This repo contains some Prefect flows that can be automatically deployed via Github Actions.
Both the flows and the storage is docker-based - keeping everything in one place.
Under the projects
folder are subfolders that correspond to projects in Prefect. Before a new folder under projects/
can be made, create a Prefect project with the same name. Most things are automated, but not this.
Under the specific folders, there are folders that can correspond to specific flows. It is perfectly possible to have several flows under the same subfolder, but by design one subfolder is self-contained containing a requirements.txt
file and possibly a Dockerfile
to build custom images. For better or worse, the subfolder needs to contain a requirements.txt
file even if it is empty - or the github action will fail.
This flow has a few pros and cons. On the plus side:
- The flows are almost perfectly independent, and can built on different images with different and potentially incompatible programs and libraries.
- It follows a template, so that new flows can be created simply by copying the existing boilerplate and focusing on the logic of the flow.

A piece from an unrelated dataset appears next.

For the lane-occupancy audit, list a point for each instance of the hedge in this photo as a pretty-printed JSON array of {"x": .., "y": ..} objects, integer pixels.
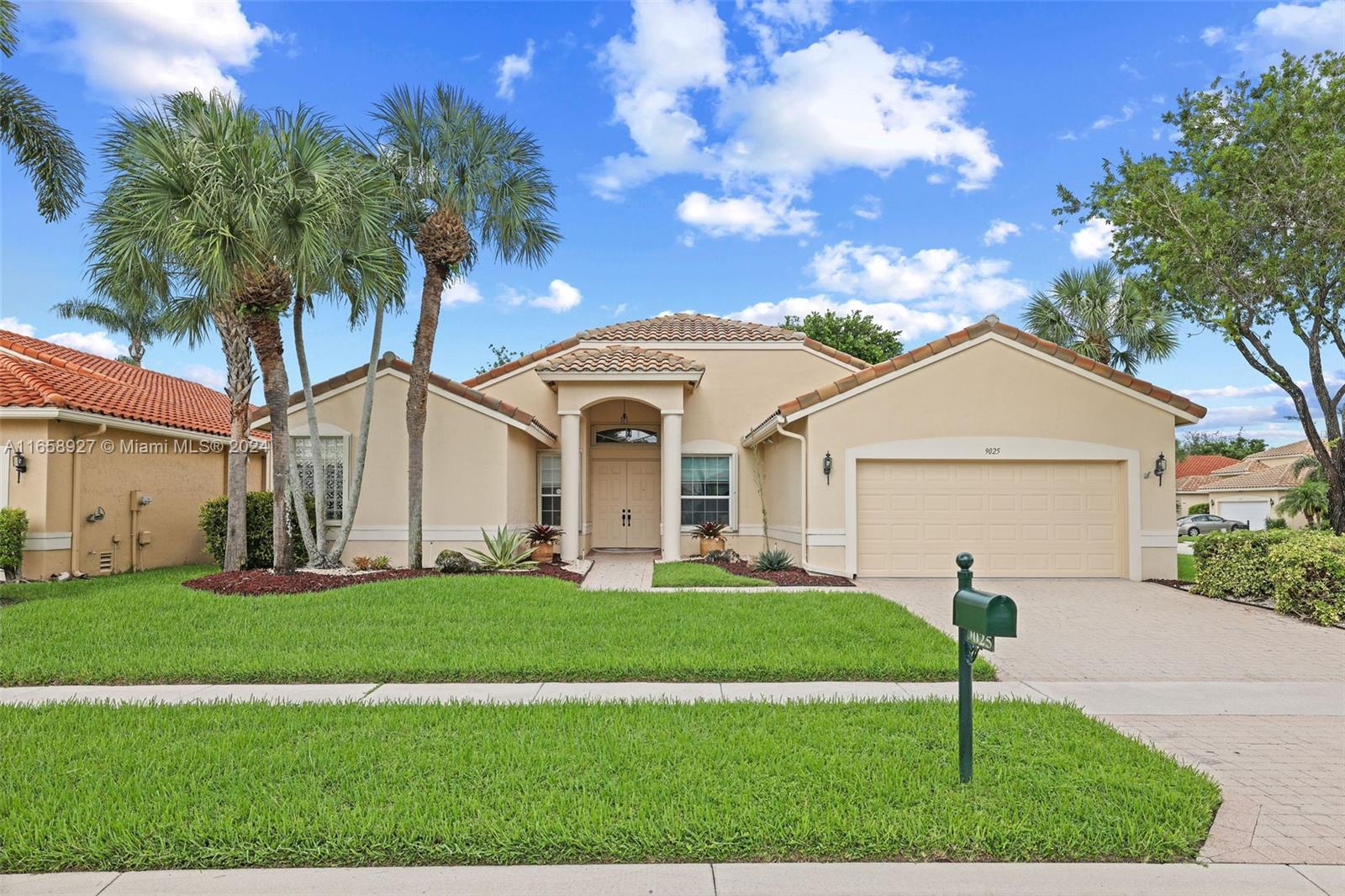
[
  {"x": 1302, "y": 571},
  {"x": 214, "y": 524}
]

- Deploying is done through the github actions file, no custom python code necessary.
- Flows are registered in parallel.
- It is easy to redeploy all flows at once, which will rebuild and potentially update the docker images - a big security win.
On the minus side:
- Although the github actions file is fairly short, it contains a few bits that are hard to read.
- For new developers, there is a lot of boilerplate.
- Because the flows are independent, every flow generates a docker image. The container registry might get big.
This particular example does not contain dev/test/prod references. For users with different tenants, it is possible to create several github action files triggering on different branches. For single-tenant users, it is possible repurpose the projects to reflect dev/test/prod environments. Once again, different github actions would trigger on different branches.
In this example, there is only one trigger: workflow_dispatch
- meaning that we have to trigger it manually. In most scenarios, we might want to trigger it both on merges and periodically, rebuilding and updating the images regularaly. This would reregister the flow, which seems to increment the flow version even though nothing has changed.